Quando i Ministri li conosci da più di un decennio e la tua vita si è avviluppata per “colpa” loro, ad album usciti, km percorsi, live visti, persone conosciute, beh… hai una visione piuttosto chiara di chi hai davanti. La vera difficoltà sta nel rendere a parole ciò che ti trasmettono.

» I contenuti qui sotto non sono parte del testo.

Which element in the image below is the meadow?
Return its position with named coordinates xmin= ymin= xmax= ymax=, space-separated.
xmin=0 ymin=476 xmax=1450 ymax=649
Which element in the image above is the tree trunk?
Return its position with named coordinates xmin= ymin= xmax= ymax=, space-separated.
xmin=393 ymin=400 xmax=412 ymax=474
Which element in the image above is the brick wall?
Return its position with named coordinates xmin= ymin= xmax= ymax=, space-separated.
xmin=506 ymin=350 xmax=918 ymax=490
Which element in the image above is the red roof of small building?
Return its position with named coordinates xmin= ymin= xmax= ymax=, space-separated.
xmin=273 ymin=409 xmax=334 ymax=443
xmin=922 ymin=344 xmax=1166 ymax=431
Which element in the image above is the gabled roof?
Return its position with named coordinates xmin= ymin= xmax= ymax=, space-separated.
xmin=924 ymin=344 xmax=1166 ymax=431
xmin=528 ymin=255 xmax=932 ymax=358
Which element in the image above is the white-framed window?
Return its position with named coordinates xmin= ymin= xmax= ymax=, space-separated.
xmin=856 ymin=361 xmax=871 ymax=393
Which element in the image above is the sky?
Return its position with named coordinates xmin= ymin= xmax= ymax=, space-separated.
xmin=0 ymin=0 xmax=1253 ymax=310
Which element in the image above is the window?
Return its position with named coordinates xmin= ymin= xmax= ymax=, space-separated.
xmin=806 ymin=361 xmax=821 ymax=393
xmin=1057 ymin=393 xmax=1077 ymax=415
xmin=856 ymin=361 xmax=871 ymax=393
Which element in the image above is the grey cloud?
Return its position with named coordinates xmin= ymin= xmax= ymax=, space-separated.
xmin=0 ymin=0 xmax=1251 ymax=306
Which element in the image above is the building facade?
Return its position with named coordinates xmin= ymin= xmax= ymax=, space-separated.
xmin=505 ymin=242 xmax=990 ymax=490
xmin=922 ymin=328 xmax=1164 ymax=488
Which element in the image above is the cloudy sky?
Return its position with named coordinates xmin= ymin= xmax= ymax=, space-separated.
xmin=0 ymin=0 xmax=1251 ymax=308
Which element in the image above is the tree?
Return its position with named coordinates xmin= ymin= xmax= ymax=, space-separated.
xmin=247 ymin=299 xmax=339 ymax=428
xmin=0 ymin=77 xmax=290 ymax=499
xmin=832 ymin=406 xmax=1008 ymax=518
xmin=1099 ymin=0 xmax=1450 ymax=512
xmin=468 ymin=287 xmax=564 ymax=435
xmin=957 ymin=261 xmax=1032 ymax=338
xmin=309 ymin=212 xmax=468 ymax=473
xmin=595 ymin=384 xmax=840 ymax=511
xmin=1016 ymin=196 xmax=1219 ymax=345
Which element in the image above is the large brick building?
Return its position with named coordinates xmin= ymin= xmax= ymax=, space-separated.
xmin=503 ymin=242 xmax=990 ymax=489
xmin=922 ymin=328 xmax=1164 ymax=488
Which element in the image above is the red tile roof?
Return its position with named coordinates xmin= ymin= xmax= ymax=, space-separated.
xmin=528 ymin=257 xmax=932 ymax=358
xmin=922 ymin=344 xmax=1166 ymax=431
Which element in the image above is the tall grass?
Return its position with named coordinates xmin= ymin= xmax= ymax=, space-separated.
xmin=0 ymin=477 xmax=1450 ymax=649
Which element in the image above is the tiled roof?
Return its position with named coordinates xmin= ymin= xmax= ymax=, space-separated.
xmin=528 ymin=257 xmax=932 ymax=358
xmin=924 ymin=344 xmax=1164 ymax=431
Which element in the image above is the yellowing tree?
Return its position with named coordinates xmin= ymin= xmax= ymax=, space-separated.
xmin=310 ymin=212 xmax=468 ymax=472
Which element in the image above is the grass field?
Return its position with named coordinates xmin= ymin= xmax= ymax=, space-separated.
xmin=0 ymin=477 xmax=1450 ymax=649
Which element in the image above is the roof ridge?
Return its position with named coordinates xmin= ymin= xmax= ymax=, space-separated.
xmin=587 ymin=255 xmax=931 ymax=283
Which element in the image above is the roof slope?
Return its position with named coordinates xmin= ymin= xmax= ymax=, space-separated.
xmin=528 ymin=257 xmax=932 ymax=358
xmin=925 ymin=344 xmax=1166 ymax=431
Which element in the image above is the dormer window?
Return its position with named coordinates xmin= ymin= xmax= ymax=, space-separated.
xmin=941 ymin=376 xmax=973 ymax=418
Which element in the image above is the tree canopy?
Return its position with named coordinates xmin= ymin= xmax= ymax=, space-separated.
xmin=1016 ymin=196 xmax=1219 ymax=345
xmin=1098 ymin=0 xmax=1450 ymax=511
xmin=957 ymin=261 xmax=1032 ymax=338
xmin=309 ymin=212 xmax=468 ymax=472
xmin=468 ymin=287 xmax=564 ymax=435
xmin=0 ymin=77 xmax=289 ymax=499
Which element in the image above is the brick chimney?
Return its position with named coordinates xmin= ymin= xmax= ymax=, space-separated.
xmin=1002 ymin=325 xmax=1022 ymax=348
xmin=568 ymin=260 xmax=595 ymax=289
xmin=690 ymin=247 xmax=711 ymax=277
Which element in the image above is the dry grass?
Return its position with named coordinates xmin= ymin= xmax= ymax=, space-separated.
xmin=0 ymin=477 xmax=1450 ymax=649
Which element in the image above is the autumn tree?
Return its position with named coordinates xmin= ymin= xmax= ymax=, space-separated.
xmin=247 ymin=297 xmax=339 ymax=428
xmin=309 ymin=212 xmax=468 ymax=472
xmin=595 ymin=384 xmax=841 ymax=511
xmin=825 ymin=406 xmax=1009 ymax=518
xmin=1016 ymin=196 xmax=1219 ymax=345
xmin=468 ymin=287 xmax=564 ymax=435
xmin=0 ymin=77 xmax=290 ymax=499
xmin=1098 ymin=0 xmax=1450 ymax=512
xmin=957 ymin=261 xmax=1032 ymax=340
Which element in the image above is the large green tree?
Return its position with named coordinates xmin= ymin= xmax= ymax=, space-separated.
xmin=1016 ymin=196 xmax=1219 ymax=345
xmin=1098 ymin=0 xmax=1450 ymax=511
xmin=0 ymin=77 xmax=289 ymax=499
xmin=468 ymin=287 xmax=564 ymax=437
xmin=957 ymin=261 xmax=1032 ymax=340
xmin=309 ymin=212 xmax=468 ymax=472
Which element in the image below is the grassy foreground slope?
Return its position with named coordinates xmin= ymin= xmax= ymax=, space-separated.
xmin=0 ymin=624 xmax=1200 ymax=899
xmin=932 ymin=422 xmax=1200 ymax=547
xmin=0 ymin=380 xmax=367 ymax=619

Questo EP è composto da quattro brani in cui ci sono “i Ministri che fanno i Ministri”, punto. E quindi? Quindi sfrutto l’uso sapiente di similitudini suggeritemi dalla mia amica Ele:
«Questo EP dei Ministri è come il suono della sveglia una mattina in cui dormi profondamente e hai dimenticato che devi andare a lavorare, e il capo ti sta pure sul cazzo; è come realizzare che la persona che ti sta di fianco è quella sbagliata dal modo in cui commenta il TG, perché sì, sei tu ad averla idealizzata; è come avere fatto i conti sui risparmi ed essere sicura che tutto andrà bene, ma, ovvio, la macchina si rompe.»
…è come dover congelare dei progetti fighi, perdere opportunità attese a lungo, e trovarsi tappati in casa all’improvviso perché è scoppiata una pandemia. È come doversi adattare a un disagio imposto dall’alto, e smetterla di ripetere che andrà tutto bene, ma iniziare a gridarlo, il disagio e l’ipocrisia del mondo che è andato in letargo.

Foto di Chiara Mirelli

Un EP come una secchiata d’acqua, quattro brani come quattro schiaffi in faccia, per risvegliarsi e alzare la voce.
Utile, necessario, a tratti difficile, ma reale.
Come la consapevolezza.

E, come sempre, un EP di nuove canzoni dei Ministri suona come l’attesa di rivederli dal vivo, di potersi “riabbracciare” post-concerto, tra una birretta e un aneddoto su viaggi e peripezie di vita. La vera sfida sarà ascoltarli restando seduti “ai concerti con le sedie”.